ASTR& 101: Introduction to Astronomy

Diagram and describe the position of Earth in the Solar System.

Describe what the Earth has in common with the terrestrial planets and compare/contrast the terrestrial planets with the Jovian planets.

Explain how the nebular contraction theory of the origin of the Solar System explains the terrestrial and Jovian planets’ chemical compositions, sizes, and orbital properties.

Describe where in the Solar System the dwarf planets Ceres and Pluto are and describe what qualifies them as asteroids and Kuiper belt objects, respectively.

Define and describe asteroids, comets, meteors and meteorites.

Distinguish short-period and long-period comets and their origins.

Describe the composition of comets and explain the behavior of their tails.

Identify which small bright lights in the night sky are stars, which are visible planets, which are meteors, and which are artificial objects.

Explain how most meteors originate from the asteroid belt and how their composition and age yield the age of the solar system and insight into earth’s origin.

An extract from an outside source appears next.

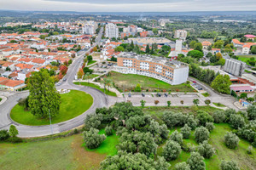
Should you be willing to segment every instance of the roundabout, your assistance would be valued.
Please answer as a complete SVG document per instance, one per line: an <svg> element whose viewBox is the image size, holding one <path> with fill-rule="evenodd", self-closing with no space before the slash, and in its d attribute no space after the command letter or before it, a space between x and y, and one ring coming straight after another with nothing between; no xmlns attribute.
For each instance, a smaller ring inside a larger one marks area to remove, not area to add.
<svg viewBox="0 0 256 170"><path fill-rule="evenodd" d="M61 106L59 114L51 117L52 124L62 122L73 119L86 110L93 104L93 98L82 91L70 90L61 94ZM25 105L17 104L10 112L10 118L19 123L29 126L49 125L49 120L40 119L33 116L29 110L26 110Z"/></svg>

Identify the oldest things in the Solar System that have had their ages measured, state the essentials of the principle on which the age measurements are based (decay of radioactive elements with known half-lives), and explain how the combined age measurements show that the Solar System is 4.6 billion years old (rounded to the nearest tenth of a billion).

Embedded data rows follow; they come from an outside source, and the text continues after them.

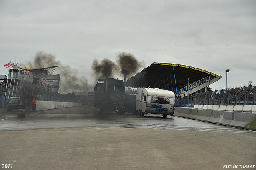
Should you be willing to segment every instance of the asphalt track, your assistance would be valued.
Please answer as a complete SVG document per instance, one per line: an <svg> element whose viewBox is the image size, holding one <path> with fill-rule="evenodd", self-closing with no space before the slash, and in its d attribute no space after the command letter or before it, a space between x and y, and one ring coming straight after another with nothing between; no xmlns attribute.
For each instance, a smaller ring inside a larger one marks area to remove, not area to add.
<svg viewBox="0 0 256 170"><path fill-rule="evenodd" d="M92 105L24 118L0 112L3 169L256 169L256 151L255 132L174 116L99 114Z"/></svg>

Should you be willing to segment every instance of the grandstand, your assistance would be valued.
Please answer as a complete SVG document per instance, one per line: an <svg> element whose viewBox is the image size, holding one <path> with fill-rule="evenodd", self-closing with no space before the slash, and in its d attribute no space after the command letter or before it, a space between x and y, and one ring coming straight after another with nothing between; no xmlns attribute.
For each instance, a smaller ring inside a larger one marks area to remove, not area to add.
<svg viewBox="0 0 256 170"><path fill-rule="evenodd" d="M128 79L126 90L133 93L138 87L150 87L171 90L176 95L182 94L183 98L206 89L220 78L221 76L192 66L154 62Z"/></svg>

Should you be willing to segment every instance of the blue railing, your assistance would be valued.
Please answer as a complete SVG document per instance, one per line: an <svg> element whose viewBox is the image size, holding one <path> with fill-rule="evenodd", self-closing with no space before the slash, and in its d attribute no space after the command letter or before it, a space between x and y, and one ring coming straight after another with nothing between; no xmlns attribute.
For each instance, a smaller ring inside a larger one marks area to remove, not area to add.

On imagery from satellites, interpret the surface features of solid planets in terms of the major geologic processes volcanism, tectonics, meteorite impacts, and gradation.

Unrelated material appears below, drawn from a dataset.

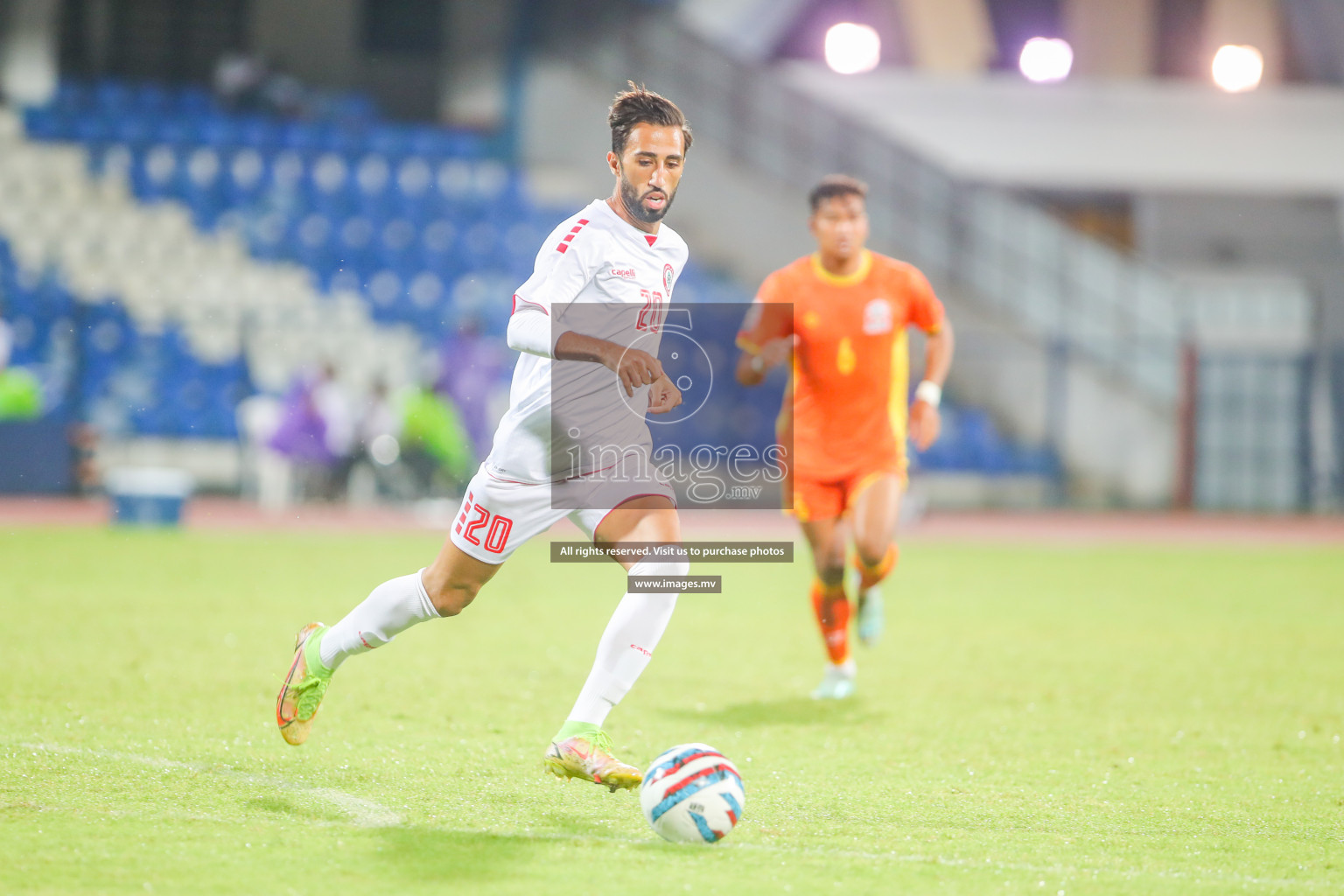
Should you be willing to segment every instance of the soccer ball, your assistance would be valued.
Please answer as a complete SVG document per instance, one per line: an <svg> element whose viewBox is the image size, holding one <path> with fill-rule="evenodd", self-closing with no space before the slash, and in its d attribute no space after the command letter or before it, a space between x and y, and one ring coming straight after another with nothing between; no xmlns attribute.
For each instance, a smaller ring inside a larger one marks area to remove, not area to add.
<svg viewBox="0 0 1344 896"><path fill-rule="evenodd" d="M653 760L640 785L649 826L673 844L714 844L742 818L738 767L714 747L681 744Z"/></svg>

Relate the theory of the origin of the Solar System to its main characteristics. In other words, explain how the characteristics of the Solar System are the primary evidence of how it formed, and how the collapsed nebula theory of origin of the Solar System is the only currently known theory that accounts for all the characteristics.

Use a sky chart, with east and west reversed compared to an Earth map, to find the positions of stars, planets and constellations, including specifying their celestial coordinates, when they rise on a given day, when the cross the meridian, and when they set.

Identify at least three circumpolar constellations in the actual night sky. Find Polaris (the North Star) in the night sky. Distinguish the asterisms the Little Dipper and the Big Dipper from the constellations that contain them, Ursa Minor and Ursa Major.

Explain how the apparent motions of the Moon, Sun, stars and planets are accounted for in a heliocentric system.

Correctly explain retrograde motion of planets, including by use of a diagram or drawing.

Describe the major contributions of Aristotle, Ptolemy, Copernicus, Kepler, Galileo, Newton, Einstein and Hubble to the advancement of astronomy.

Describe the behavior of electromagnetic radiation in terms of the spectra of blackbodies and rarefied gases. Relate this information to how the properties of celestial objects are determined by spectroscopy.

Describe how stars are classified by spectra and what the spectral classes indicate about the physical properties of the stars.

Diagram the physical evolution paths of stars as portrayed on Hertzprung-Russell (HR) diagrams and explain what is occurring at each stage in terms of thermonuclear and hydrodynamic processes.

Graph stars on a HR diagram using appropriate data for each star, classify each type of star based on its HR position, and describe the star in terms of ongoing thermonuclear fusion reactions in the core, diameter, surface temperature, and color.

Describe the main methods that are used to measure or estimate distances to celestial objects and show the ability to determine such distances given basic measurements.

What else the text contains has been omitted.